A conceptual structure agreed upon by Nile Basin riparian countries for organising policies, strategies and guidelines for sustainable management and development of the Nile River Basin some five years ago has enabled speedy development within the basin region.
Nzoia River within the Nile Basin
Talking to members of the Pan African Media Alliance for Climate Change (PAMACC) at the sixth session of the Africa Water Week (AWW-6) in Dar es Salaam, Tanzania, John Rao Nyoro, the Executive Director for the Nile Basin Initiative (NBI), said that the Nile Basin Sustainability Framework (NBSF) is now benefiting all the 10 riparian states.
This comes after government officials from other countries attending the AWW-6 confessed that developing projects over trans-boundary shared resources was proving to be difficult, given the political landscape, frequent change of governments due to periodic elections in the neighbouring countries, and different prevailing policies.

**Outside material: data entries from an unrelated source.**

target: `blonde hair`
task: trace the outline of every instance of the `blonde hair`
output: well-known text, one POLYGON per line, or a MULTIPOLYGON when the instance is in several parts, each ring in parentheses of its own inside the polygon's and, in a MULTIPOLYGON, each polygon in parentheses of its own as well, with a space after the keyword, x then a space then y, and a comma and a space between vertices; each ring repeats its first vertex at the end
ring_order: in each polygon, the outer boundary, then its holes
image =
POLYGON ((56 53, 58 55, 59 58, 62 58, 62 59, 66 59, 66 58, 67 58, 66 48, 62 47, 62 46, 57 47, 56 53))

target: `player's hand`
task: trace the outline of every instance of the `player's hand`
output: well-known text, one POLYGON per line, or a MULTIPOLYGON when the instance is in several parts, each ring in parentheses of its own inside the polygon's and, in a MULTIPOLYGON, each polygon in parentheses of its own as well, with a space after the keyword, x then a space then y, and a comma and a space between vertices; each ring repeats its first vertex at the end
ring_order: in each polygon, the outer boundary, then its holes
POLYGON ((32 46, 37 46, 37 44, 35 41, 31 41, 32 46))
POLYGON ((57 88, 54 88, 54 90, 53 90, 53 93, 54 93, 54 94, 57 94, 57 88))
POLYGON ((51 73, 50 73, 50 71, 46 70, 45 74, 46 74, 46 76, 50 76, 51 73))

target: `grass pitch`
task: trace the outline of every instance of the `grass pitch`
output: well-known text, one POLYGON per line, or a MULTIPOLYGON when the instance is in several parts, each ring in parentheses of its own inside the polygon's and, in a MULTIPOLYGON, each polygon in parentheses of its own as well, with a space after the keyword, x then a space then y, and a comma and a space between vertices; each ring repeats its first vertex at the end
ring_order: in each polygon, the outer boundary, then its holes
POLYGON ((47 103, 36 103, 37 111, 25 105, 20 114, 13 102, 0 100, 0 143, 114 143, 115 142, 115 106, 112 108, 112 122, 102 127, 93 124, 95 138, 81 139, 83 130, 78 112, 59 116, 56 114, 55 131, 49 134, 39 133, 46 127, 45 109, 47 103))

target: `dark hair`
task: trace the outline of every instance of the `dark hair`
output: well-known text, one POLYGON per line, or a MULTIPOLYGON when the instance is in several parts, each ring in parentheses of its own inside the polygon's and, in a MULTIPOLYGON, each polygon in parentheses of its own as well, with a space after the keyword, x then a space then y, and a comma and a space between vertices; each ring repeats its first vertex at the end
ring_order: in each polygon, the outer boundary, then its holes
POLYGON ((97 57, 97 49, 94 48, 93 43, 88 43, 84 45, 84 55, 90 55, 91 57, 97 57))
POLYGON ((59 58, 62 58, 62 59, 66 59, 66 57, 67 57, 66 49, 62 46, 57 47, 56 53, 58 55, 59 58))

“While it is not a legal framework, the NBSF which is a suite of policies, strategies, and guidance documents – functions as a guide to national policy and planning process development and seeks to build consensus among countries that share the resource,” Nyaoro told the journalists.
The skeptical leaders at the AWW-6 singled out the longstanding dispute between Tanzania and Malawi about Lake Nyasa, in which an agreement for a project on the shared water resource has lasted over 40 years without a deal, and the grand mega power generating project in the Democratic Republic of Congo known as INGA, which has stalled for over 40 years.

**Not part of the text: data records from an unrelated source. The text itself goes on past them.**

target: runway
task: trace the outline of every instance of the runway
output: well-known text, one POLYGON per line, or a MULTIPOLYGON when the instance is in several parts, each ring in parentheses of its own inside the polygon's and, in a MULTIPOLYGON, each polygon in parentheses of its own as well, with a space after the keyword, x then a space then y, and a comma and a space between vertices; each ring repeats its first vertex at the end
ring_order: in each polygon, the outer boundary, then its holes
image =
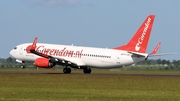
POLYGON ((180 74, 129 74, 129 73, 91 73, 91 74, 83 74, 83 73, 71 73, 71 74, 64 74, 61 72, 16 72, 16 71, 0 71, 1 74, 49 74, 49 75, 86 75, 86 76, 169 76, 169 77, 180 77, 180 74))

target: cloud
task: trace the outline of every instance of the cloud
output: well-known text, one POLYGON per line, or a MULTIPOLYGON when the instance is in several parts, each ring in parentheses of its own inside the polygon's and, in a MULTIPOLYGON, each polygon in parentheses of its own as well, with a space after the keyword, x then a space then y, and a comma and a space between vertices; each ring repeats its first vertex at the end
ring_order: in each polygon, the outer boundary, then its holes
POLYGON ((45 5, 48 7, 52 6, 74 6, 81 0, 30 0, 32 2, 45 5))

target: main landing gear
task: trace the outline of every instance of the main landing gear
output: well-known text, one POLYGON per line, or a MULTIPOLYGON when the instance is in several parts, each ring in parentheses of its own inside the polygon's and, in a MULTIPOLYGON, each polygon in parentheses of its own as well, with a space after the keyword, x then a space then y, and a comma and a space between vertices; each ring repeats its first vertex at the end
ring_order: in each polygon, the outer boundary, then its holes
MULTIPOLYGON (((64 74, 70 74, 71 73, 71 68, 68 68, 67 66, 63 69, 64 74)), ((90 68, 84 68, 83 69, 84 74, 90 74, 91 69, 90 68)))
POLYGON ((70 74, 70 73, 71 73, 71 68, 65 67, 65 68, 63 69, 63 72, 64 72, 64 74, 70 74))
POLYGON ((84 72, 84 74, 90 74, 91 73, 91 68, 84 68, 83 72, 84 72))
POLYGON ((21 69, 24 69, 24 68, 25 68, 25 62, 22 61, 21 69))

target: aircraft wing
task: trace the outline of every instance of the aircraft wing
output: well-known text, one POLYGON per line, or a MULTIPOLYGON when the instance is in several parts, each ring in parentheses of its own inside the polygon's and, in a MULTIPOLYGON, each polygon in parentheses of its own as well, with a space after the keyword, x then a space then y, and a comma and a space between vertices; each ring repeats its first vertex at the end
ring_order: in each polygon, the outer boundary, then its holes
POLYGON ((82 61, 80 60, 77 60, 77 59, 67 59, 66 57, 53 57, 53 56, 50 56, 50 55, 47 55, 47 54, 43 54, 43 53, 40 53, 38 51, 36 51, 36 43, 37 43, 37 37, 34 39, 34 42, 31 46, 31 49, 30 49, 30 52, 33 53, 33 54, 36 54, 38 56, 41 56, 41 57, 44 57, 44 58, 47 58, 49 59, 51 62, 55 62, 57 64, 61 64, 61 65, 70 65, 70 66, 85 66, 85 63, 83 63, 82 61))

“What we did at the Nile Basin was to bring together all the stakeholders, and then we asked them to develop a framework that was going to govern activities along the basin, with reference to existing policies at country levels,” said Nyaoro.
As a result, the Nile Council of Ministers approved the NBSF in 2011, which has laid down NBI’s approach to developing guiding principles for water resource management and development across the Nile Basin countries.
“Today, a country like Uganda, which previously imported rice from Kenya, may soon start exporting the product to Kenya after it developed its wetlands, and is now farming rice more than before,” said Nyaoro.
He said that the most important thing was to have all the riparian countries benefit from the basin.
“Without the NBSF, there would be no consistent guidance for the sustainable development of new investments and no coherent guidance for the achievement of cooperation in sustainable water management and development,” he said.